Gazo a des choses à nous dire, et à l’entendre, il a «un peu plus pris le temps», cette fois-ci, par rapport à sa première mixtape, Drill Fr, sortie il y a un peu moins d’un an et demi. A quoi au juste a-t-il consacré tout ce temps ? A agrandir sa collection de bobs Gucci et de featurings de marque, sans aucun doute, mais pas à affûter son écriture, hélas. Il y avait pourtant quelque chose d’excitant quand le gaillard était sorti du bois fin 2019 avec sa nouvelle identité, après plusieurs années à vasouiller dans le rap game sous le nom de Bramsou, fraîchement rebaptisé Gazo et investi d’une mission de VRP français de la drill.
Mitraillette avec la bouche
A ce moment, cela faisait près de dix ans que les premiers soubresauts de ce dérivé de la trap avaient commencé à secouer les quartiers sud de Chicago.
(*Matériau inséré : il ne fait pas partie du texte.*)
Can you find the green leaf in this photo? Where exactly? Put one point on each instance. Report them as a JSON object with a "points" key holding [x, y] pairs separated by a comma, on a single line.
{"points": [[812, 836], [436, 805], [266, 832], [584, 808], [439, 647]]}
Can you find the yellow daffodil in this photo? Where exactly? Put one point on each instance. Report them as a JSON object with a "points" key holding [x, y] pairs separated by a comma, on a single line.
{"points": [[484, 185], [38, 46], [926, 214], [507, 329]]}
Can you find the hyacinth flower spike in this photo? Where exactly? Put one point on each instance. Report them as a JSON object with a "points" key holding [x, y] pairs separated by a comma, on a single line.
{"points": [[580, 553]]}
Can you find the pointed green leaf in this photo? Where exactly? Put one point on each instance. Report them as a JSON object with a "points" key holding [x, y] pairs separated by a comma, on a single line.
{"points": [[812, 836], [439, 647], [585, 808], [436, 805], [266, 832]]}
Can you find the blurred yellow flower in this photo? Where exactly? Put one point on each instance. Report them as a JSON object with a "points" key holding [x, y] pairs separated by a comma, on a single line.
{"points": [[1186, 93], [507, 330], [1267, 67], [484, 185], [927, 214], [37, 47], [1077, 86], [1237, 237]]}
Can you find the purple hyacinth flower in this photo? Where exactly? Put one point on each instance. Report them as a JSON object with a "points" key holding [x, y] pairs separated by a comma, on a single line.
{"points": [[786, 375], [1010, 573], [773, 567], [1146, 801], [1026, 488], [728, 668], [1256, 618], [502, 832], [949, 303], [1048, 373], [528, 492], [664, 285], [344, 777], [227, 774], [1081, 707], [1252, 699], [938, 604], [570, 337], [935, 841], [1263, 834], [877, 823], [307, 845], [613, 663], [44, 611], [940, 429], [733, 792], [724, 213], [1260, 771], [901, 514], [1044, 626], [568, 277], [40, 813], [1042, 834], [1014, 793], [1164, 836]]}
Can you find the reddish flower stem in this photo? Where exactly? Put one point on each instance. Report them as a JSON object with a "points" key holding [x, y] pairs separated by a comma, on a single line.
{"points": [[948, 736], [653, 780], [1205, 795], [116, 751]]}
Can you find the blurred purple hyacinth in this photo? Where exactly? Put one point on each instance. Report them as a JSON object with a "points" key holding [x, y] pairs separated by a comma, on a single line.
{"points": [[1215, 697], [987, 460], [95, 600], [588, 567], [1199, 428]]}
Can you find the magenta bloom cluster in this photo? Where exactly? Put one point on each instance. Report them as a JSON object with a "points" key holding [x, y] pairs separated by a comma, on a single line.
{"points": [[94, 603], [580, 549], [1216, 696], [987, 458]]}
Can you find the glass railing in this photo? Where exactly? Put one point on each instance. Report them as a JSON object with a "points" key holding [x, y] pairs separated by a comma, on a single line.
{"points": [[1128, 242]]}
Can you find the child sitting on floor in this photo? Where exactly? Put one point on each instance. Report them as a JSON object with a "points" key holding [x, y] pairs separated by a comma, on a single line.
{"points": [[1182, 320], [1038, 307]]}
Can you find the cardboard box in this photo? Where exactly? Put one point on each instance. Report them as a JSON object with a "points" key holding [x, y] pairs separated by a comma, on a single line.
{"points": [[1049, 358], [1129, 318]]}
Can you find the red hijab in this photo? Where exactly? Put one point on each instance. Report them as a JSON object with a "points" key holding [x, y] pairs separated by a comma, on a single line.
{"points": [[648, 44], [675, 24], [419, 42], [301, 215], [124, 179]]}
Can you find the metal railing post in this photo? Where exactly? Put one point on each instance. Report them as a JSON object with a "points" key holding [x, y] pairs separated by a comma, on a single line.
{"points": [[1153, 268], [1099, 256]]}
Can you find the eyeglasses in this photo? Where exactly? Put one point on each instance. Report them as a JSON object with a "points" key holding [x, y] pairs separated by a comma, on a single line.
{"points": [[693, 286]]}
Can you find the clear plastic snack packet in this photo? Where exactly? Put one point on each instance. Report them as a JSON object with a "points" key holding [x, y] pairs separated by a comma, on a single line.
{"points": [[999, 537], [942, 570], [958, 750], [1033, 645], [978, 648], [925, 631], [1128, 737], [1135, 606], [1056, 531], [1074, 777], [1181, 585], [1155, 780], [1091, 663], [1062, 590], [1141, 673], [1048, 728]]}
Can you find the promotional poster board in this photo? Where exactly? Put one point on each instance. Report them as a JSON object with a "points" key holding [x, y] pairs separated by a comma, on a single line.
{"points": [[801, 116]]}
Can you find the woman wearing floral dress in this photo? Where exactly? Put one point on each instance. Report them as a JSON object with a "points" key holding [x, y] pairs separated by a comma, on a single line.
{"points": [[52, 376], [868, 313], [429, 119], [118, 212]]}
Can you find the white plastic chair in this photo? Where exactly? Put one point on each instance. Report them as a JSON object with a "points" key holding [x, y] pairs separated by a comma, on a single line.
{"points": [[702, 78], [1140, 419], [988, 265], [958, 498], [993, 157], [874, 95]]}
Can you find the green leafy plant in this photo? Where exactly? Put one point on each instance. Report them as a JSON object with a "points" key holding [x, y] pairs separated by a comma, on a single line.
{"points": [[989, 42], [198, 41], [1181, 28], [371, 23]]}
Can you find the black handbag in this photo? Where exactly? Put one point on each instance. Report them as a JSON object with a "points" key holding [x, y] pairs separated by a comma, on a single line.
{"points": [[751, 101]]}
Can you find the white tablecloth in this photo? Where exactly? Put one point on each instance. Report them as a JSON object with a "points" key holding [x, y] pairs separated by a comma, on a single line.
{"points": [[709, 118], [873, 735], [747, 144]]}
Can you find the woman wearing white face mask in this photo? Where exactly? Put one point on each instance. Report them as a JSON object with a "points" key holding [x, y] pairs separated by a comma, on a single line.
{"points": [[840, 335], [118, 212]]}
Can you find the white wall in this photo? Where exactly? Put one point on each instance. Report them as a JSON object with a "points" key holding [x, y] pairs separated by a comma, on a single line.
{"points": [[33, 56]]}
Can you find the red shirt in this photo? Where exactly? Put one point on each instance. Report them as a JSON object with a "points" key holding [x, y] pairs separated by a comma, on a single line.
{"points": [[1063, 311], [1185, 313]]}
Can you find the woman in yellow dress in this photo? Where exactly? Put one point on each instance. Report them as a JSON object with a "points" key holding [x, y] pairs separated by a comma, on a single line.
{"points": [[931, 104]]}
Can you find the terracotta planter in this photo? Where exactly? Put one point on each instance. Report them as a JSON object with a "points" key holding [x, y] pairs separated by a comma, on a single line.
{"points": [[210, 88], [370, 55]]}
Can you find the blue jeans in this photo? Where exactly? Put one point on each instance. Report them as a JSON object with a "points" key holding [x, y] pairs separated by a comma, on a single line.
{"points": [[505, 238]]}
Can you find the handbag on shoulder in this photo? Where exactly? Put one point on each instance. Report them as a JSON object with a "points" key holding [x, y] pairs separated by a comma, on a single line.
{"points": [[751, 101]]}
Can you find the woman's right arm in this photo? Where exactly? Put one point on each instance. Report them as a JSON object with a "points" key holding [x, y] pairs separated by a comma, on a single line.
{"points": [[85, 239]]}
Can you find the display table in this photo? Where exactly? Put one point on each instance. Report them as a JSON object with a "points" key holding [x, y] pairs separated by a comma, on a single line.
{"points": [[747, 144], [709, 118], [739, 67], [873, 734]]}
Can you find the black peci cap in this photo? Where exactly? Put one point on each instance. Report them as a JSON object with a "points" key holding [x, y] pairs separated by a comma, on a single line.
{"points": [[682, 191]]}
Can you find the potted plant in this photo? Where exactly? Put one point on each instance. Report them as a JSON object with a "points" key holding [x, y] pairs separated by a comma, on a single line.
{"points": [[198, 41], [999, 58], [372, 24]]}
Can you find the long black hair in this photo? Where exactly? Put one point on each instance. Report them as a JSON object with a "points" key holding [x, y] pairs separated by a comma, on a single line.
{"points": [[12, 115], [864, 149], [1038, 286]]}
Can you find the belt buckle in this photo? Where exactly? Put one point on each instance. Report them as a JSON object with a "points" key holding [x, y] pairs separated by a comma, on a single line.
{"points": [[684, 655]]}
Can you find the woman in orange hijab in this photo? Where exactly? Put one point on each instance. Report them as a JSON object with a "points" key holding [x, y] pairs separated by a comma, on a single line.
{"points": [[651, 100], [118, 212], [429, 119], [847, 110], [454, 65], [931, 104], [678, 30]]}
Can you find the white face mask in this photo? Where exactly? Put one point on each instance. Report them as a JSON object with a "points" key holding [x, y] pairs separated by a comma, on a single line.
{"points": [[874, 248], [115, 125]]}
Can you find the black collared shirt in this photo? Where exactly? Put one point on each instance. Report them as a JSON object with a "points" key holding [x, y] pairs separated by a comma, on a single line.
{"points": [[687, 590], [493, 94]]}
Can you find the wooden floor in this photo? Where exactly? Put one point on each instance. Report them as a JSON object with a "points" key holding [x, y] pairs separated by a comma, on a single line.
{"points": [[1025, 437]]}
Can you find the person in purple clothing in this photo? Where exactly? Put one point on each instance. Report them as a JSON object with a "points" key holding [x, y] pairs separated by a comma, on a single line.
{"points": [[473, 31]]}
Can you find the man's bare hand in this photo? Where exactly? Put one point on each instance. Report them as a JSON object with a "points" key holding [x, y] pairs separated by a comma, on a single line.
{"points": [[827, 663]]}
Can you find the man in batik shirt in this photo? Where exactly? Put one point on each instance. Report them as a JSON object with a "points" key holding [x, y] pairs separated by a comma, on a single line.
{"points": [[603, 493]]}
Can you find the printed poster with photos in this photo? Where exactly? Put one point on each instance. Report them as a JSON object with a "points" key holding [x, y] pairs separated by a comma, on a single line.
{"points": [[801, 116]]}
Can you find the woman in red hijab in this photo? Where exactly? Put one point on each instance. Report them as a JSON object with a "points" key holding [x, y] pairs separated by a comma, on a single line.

Textes violents, histoires de gangs et clips sans chichis bourrés d’armes à feu s’y collent à une rythmique nerveuse et chaloupée enrichie en caisses claires, héritage de styles musicaux caribéens. En transitant par l’Angleterre et sa météo capricieuse, le genre s’affuble de nouveaux codes vestimentaires : doudoune en toutes circonstances (magnifiquement ironisée par Big Shaq dans Man’s Not Hot – «le mec n’a pas chaud»), cagoule, gants et, à la main, plutôt un couteau qu’une arme à feu, législation britannique oblige.
En 2019, Gazo a bien étudié le sujet et se coule dans le genre comme si c’était le sien, adaptant son flow avec une immense souplesse et le truffant comme il se doit de bruits de mitraillette avec la bouche. Surtout, il a l’intelligence de titrer un morceau Drill Fr à un moment où le genre arrive en France et où nombreux seront les curieux à taper le terme dans leur barre de recherche. La magie du référencement opère et le clip devient le premier succès du rappeur. Il réitère : il y aura Drill Fr 2, puis 3 et ainsi de suite. Le 4 surtout est un coup de maître, en featuring avec Freeze Corleone, truffé de punchlines bien senties et assorti d’un clip jouissif tourné en partie dans une pharmacie, où les deux compères friands de produits codéinés font leur marché en blouse blanche. Le refrain, totalement bas du front mais irrésistible, exhorte : «Téma la kichta ! Téma la taille d’la kichta !», c’est-à-dire «regarde la taille de la liasse», et effectivement, elle est impressionnante, la quantité de billets de 50 euros que le gars est capable d’empiler sur son avant-bras.
Un océan de ressassement
Le problème, c’est qu’à force de reproduire une recette qui a déjà fait ses preuves, ça finit par se voir. Pop Smoke, sommité de la drill new-yorkaise assassiné en février 2020, a fait un tube avec Dior ? Gazo mise tout sur une autre marque de luxe et sort, le mois dernier, Celine 3x. Le morceau est puissant et contient environ 90 % des bonnes idées de tout l’album, dont ce sublime «Ton cavu, un ordi qui a beaucoup de débit, mon goro est en mode AZERTY» (cavu = postérieur, goro = pénis). Le reste du temps (quinze pistes tout de même), on rame dans un océan de ressassement où tout n’est qu’histoires de liasses, de liasses et encore de liasses. Les allusions à la vie de dealer pointent à tous les coins de mesures mais sans jamais rien dire d’autre que : j’ai dealé, je suis armé, des gens m’ont trahi – comme si ce seul fait se suffisait à lui-même, sans jamais être développé. Il y a bien quelques histoires d’ex et quelques drames, des échappées sentimentales posées sur de belles instrus éthérées qui intriguent d’abord, mais se perdent en longueurs fumeuses et finissent par lasser à force de retomber inlassablement sur le plancher de la «guedro» et des «liasses». Pour le bien de ses textes mais aussi de ses partenaires sexuelles, qu’il «n’arrive même plus à guédra» parce que «trop défoncé», on ne saurait que trop recommander à Gazo de mettre la pédale douce sur les substances.